What a bad way to end a day. I even had a pretty good shopping trip. Stupid drunk ass mother.

Current Mood: angry

YAY!!! My weekend almost officially begins! I can't wait. Lately things have gotten more and more stressful at work, and I could definitely use the time to relax and unwind.

I have no expectations of the weekend other than relaxing and having fun. I am excited to see zach and spend some time with him, little it might be. He's a funny, smart, sexy (who can resist those glasses?) guy. So it's fun whenever I get to have a date with him. ^_^

YAY! My friends from my first job emailed me and we are all going to meet for happy hour next wednesday! That's awesome!

On my way home now, going to get some travel crap at target and then taco bell which i've been craving like a mother fucker. Not sure why.

Tomorrow I'm getting my hair done!!! Wee! Stick straight hair again. Should I get bangs? hmm... I'll probably wake up around 7am and go workout. Then my hair appointment is at noon. I should be done by 4pm. Then on my way to san diego!! Should get there around 7pm. Can't freakin wait! I'll probably stop along the way to take pictures. I'm going to do a semi photo journal of the weekend to put on my website. Just a way of capturing the cool stuff I do this weekend.

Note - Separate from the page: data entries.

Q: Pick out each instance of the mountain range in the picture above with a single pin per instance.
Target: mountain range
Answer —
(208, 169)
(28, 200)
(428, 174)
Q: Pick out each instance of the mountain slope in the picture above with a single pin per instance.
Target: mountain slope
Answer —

Have a great weekend people! *hugs*

Current Mood: excited

the player

I watch as your fingers move across the strings
firm yet delicate
making them obey your command
your lips part
I can see in the dark lit room your tongue and your teeth
this beautiful sound comes out
inviting me in
as you bare your soul to me
but i resist
shouldn't i be watching, peering in
but instead you lay the welcome mat down
say 'we are all alone here.
come listen to my soul cry and cheer.'
and you sing
about the most beautiful things
the pain
the sorrow
the happiness in the spring
the despair
the depression
all your cries for help
it's all beautiful to me
and i agree
'we are all alone here, together.'

*this poem was so much better on the ride to work. I need to have a tape player or a pad to write stuff down. sorry if it sucks. :( *

Current Mood: bouncy
Current Music: damien rice

what exactly would a care bear stare do to you anyway?